INSERT INTO users (id, name, login_count)
VALUES (1, 'alice', 1)
ON CONFLICT (id) DO UPDATE SET
    name = EXCLUDED.name,                   -- the incoming value 'alice'
    login_count = users.login_count + 1;    -- the existing row's value + 1

If a row with id = 1 already exists, the INSERT conflicts, and the UPDATE in the ON CONFLICT clause runs against that row. Here the UPDATE must be able to reference both rows: the row already in the DB (referenced as users.column) and the row that tried to come in via INSERT but was blocked (referenced as EXCLUDED.column). The name EXCLUDED carries the meaning "the values excluded because of the conflict." In the example above, EXCLUDED.name is 'alice', and users.login_count points at the existing count stored in the DB.

EXCLUDED is neither a real table nor a view. It is a virtual row name that exists only inside the UPSERT syntax. Internally PostgreSQL does represent EXCLUDED as an RTE_RELATION RTE, but the view expansion logic must not wrongly fire and try to expand this RTE (there is no definition to expand). So when the rewriter meets this RTE, it skips it with a separate branch.

The RULE system has many pitfalls and is not recommended

The fact that view expansion rides on the RULE system is a trace of PostgreSQL's history. The RULE system existed from the POSTGRES era, and views were implemented as one branch of that system. The idea was that if a user directly defined INSERT/UPDATE/DELETE rules on a view with CREATE RULE, that view could be used as an update target.

The RULE system itself is powerful but full of pitfalls. The same rule getting evaluated multiple times, cascading happening differently than intended, permission checks behaving subtly: problems come up often.
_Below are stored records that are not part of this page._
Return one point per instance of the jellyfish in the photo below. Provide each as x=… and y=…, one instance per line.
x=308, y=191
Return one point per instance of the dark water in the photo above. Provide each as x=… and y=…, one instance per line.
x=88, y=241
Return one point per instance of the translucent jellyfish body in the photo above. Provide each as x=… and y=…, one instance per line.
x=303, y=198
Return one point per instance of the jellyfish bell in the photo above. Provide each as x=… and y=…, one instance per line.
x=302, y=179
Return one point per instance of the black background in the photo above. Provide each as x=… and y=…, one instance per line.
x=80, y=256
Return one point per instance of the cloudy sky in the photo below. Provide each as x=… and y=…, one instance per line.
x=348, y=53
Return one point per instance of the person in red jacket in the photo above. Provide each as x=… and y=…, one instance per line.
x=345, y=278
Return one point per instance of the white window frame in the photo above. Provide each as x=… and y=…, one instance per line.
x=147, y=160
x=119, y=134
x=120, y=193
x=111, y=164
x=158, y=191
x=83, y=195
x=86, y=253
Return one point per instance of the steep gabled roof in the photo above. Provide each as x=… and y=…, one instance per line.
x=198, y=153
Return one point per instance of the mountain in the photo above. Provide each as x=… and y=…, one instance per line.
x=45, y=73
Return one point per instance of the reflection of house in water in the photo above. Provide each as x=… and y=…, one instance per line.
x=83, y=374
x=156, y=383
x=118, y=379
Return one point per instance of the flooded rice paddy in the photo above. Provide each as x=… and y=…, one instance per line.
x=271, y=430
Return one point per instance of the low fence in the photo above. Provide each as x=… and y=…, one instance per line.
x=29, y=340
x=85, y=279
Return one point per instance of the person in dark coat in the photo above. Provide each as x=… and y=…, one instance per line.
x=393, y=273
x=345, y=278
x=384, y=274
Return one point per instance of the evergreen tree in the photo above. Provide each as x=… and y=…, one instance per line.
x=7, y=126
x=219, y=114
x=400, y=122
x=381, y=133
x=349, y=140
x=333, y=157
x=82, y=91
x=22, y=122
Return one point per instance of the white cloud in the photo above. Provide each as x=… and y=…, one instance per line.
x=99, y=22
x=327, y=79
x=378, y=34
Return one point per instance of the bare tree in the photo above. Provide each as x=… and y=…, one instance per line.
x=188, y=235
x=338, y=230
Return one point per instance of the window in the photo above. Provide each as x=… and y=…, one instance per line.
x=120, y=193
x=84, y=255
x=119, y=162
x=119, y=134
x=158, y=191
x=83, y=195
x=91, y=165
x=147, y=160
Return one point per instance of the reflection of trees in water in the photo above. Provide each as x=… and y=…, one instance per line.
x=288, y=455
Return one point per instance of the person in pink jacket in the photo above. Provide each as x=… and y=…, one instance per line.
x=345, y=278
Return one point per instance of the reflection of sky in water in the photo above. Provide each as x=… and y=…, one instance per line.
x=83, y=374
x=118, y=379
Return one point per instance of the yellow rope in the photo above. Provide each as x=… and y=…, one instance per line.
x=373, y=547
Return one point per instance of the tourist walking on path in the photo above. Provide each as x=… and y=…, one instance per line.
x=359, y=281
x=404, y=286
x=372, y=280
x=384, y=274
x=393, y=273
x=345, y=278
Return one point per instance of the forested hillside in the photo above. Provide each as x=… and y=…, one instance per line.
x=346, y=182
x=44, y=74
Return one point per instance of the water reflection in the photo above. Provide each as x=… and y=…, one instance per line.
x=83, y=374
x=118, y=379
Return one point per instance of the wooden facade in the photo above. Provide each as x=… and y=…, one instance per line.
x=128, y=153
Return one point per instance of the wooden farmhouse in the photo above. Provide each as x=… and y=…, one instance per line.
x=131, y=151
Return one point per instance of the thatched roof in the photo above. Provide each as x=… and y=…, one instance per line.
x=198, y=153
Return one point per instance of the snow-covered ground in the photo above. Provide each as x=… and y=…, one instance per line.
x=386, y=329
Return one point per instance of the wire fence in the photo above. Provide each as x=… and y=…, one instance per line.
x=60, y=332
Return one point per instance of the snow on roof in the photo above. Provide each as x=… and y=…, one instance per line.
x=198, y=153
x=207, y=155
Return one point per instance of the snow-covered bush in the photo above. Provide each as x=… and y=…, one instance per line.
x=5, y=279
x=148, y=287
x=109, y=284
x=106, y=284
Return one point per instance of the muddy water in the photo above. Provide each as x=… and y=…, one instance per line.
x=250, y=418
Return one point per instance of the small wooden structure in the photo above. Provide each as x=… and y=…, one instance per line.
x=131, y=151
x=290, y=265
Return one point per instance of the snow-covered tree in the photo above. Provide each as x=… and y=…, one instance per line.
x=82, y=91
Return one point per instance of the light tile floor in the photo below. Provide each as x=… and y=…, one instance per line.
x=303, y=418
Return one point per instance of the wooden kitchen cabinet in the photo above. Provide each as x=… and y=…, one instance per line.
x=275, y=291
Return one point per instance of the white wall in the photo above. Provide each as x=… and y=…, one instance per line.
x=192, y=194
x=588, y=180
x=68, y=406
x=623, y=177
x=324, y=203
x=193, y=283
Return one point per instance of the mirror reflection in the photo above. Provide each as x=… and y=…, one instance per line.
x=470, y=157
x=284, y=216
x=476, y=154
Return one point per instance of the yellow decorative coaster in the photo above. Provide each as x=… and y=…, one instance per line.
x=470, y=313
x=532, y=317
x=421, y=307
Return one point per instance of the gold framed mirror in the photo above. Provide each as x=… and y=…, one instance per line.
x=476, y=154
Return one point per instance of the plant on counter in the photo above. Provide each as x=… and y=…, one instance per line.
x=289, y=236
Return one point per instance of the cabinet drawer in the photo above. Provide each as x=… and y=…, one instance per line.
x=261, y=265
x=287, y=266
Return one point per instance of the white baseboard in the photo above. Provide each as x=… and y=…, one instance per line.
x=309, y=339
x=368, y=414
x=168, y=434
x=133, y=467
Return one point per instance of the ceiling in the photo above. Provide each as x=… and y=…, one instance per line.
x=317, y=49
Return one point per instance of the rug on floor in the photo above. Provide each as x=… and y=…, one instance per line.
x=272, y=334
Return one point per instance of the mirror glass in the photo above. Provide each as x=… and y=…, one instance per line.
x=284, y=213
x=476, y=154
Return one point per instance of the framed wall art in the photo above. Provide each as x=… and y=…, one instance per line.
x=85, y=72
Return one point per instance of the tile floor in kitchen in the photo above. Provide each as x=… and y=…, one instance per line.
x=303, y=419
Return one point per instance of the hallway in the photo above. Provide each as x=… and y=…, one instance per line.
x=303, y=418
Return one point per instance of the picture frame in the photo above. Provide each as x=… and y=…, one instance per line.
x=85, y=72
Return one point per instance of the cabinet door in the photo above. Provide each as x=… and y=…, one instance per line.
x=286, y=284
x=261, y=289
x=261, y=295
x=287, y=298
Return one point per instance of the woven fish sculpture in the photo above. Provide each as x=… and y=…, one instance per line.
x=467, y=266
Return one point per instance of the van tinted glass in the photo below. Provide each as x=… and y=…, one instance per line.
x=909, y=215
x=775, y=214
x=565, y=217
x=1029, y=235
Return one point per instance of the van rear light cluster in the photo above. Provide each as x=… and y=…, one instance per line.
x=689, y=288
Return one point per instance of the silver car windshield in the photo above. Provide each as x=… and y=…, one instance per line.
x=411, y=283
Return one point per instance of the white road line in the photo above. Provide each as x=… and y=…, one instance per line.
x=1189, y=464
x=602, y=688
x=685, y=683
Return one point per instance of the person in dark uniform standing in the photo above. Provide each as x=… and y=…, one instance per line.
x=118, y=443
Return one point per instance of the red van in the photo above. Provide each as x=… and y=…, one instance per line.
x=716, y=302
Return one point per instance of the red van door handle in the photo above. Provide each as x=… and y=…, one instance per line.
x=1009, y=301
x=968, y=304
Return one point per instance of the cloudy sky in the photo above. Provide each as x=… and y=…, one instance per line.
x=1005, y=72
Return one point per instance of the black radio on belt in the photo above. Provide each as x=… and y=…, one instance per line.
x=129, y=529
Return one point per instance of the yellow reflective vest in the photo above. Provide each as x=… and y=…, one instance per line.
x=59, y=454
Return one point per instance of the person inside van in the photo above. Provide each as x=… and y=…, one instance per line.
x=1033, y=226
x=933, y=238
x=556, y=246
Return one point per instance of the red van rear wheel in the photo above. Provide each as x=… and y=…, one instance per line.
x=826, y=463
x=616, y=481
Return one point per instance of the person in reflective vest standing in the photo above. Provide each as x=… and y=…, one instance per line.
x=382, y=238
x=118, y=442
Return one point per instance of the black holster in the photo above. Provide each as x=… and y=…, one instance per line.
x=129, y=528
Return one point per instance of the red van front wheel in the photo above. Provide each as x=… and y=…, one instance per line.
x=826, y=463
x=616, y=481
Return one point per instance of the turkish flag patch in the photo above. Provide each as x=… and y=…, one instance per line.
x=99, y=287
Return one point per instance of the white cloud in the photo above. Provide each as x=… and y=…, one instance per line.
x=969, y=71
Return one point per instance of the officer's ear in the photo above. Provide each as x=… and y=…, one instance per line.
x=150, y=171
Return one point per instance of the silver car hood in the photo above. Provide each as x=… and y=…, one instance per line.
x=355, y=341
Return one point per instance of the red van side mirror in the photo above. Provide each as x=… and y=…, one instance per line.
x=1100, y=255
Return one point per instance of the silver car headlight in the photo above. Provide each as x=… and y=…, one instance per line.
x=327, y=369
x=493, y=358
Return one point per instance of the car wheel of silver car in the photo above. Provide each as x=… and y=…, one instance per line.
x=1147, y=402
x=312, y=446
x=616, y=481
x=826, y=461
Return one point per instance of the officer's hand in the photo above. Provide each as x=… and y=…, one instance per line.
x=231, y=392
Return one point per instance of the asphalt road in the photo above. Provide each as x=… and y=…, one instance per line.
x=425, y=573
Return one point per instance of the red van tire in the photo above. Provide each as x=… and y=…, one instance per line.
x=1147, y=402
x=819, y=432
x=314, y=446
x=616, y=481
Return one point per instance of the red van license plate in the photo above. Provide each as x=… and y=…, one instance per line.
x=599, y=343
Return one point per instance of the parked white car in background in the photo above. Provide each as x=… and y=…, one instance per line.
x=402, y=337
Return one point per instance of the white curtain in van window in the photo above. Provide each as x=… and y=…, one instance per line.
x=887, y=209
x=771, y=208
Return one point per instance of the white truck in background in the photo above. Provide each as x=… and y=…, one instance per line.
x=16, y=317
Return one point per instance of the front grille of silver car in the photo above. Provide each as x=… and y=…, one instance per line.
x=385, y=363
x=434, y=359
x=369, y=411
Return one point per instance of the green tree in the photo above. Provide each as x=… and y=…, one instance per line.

In PostgreSQL 9.3, the automatically updatable view feature was introduced to sidestep those pitfalls. When a user fires INSERT/UPDATE/DELETE against a simple view (one that, say, just picks some columns from a single base table), PostgreSQL analyzes the view definition and automatically converts it into INSERT/UPDATE/DELETE against the base table, with no rule definition needed. For complex views that cannot meet the automatically-updatable conditions, solving it with an INSTEAD OF trigger is the standard approach today. PostgreSQL's official documentation recommends triggers over rules for INSERT/UPDATE/DELETE.

In many cases, tasks that could be performed by rules on
INSERT/UPDATE/DELETE are better done with triggers. Triggers are
notationally a bit more complicated, but their semantics are much
simpler to understand. Rules tend to have surprising results when
the original query contains volatile functions: volatile functions
may get executed more times than expected in the process of carrying
out the rules.

The ON SELECT rule generated automatically when a view is created is something users rarely deal with directly. PostgreSQL installs it, and the rewriter expands it. The case where a user faces the RULE system is usually when they want to make a complex view updatable that automatically updatable views cannot handle, and even then an INSTEAD OF trigger is safer and less work.

In other RDBMS engines, view expansion is usually handled as a separate stage. PostgreSQL's decision was to fold view expansion into one branch of general rule application. The result of that unification is that data structures and code paths gather in one place, but the cost is that the RULE system, an old abstraction, is exposed to users as is.

What this means in practice

When you change a view definition with ALTER, every query that calls that view gets expanded with the new definition at its next analysis. A view definition is stored as a SELECT rule in the catalog, and view expansion has the rewriter re-read that catalog entry at execution time and expand it. When the catalog changes, an invalidation message propagates to the plan cache, and on the next execution the result is planned with a fresh expansion using the new definition (see 1.1.2 plan cache). From the application side, this means you can use a view as a code abstraction. Just changing the view definition consistently updates the behavior of every query that uses that view from the next call onward.